Pheochromocytoma is a rare tumor of chromaffin cells most commonly arising from the adrenal medulla. An estimated 800 cases are diagnosed yearly in the U.S. The peak incidence is in the third to fifth decades of life. Bilateral disease is present in approximately 10% of patients. Bilaterality is much more common in familial pheochromocytoma, often found in association with the familial multiple endocrine neoplasia syndromes (MEN, types IIA and IIB). In patients with MEN type II syndromes, the risk of developing a contralateral tumor following unilateral adrenalectomy is approximately 50%. Other syndromes associated with pheochromocytoma include neurofibromatosis, von Hippel-Lindau disease, cerebellar hemangioblastoma, Sturge-Weber\'s syndrome, and tuberous sclerosis. Therefore, all patients with pheochromocytomas should be screened for MEN-2 and von Hippel-Lindau disease to avert further morbidity and mortality in the patients and their families. Extra-adrenal pheochromocytoma or functional paraganglioma occurs in approximately 10% to 15% of cases and may arise from any extra-adrenal chromaffin tissue in the body associated with sympathetic ganglia.
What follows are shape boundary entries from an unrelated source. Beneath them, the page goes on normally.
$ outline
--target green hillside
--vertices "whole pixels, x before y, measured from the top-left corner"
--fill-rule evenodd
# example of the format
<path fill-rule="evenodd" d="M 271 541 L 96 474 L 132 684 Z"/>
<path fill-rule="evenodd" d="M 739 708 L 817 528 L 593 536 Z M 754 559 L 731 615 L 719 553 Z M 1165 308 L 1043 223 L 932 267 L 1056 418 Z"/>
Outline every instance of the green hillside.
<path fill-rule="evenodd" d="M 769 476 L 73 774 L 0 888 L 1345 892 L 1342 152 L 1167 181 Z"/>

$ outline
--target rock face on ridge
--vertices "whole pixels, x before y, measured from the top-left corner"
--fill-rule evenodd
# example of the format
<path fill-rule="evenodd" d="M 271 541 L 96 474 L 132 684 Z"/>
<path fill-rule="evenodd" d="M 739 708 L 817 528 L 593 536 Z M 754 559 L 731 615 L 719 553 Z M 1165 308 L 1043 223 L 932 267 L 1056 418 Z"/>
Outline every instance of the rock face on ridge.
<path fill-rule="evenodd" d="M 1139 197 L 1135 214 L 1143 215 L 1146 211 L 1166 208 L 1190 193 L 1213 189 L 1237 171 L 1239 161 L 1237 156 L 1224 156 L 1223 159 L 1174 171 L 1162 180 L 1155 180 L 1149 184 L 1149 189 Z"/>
Extra-adrenal pheochromocytoma is most often located within the abdomen and may have greater malignant potential than adrenal pheochromocytoma. Extra-adrenal tumors usually have a poorer prognosis than adrenal tumors. Due to the production and release of catecholamines, pheochromocytomas cause hypertension. However, only 0.1% to 0.5% of all hypertension patients will be found to have a pheochromocytoma. The importance of the recognition of this disease is that over 90% of patients properly diagnosed and treated are curable.

The hypertension caused by pheochromocytoma may be sustained or paroxysmal and is often severe with occasional malignant features of encephalopathy, retinopathy and proteinuria. Less commonly, severe hypertensive reactions may occur during incidental surgery, following trauma, exercise, or micturition (in the setting of bladder pheochromocytoma) when the diagnosis is unsuspected. Other clinical features of pheochromocytoma include headache, sweating, palpitation, tachycardia and severe anxiety along with epigastric or chest pain. The diagnosis of pheochromocytoma is established by the demonstration of elevated 24-hour urinary excretion of free catecholamines (norepinephrine and epinephrine) or catecholamine metabolites (VMA and total metanephrines). The measurement of plasma catecholamines can also be of value in the diagnosis of pheochromocytoma. However, the measurement of plasma catecholamines has limited sensitivity and specificity. Plasma metanephrines have been reported to be more sensitive than plasma catecholamines.

Once the diagnosis is confirmed by biochemical determinations the localization and extent of disease should be determined. Ninety-seven percent are found in the abdomen, 2% to 3% in the thorax, and 1% in the neck. The initial studies should be a chest film and abdominal computed tomographic (CT) scan.

I123meta-iodobenzylguanidine (MIBG) has been found to be useful as a scintigraphic localization agent. If the tumor is not adequately localized by these methods then magnetic resonance imaging (MRI), or rarely, vena cava catheterization with selective venous sampling for catecholamines may be indicated. CT and MRI scans are about equally sensitive (98%-100%), while MIBG scanning has a sensitivity of only 80%. However, MIBG scanning has a specificity of 100%, compared to specificity of 70% for CT and MRI. Surgical resection is the standard curative modality. If the primary tumor is localized to the adrenal gland and is benign, then survival is that of the normal age-matched population. In patients with unresectable, recurrent, or metastatic disease long-term survival is possible however, the overall 5-year survival is less than 50%. Pharmacologic treatment of the catecholamine excess is mandatory and surgery, radiation therapy, or chemotherapy may provide palliative benefit.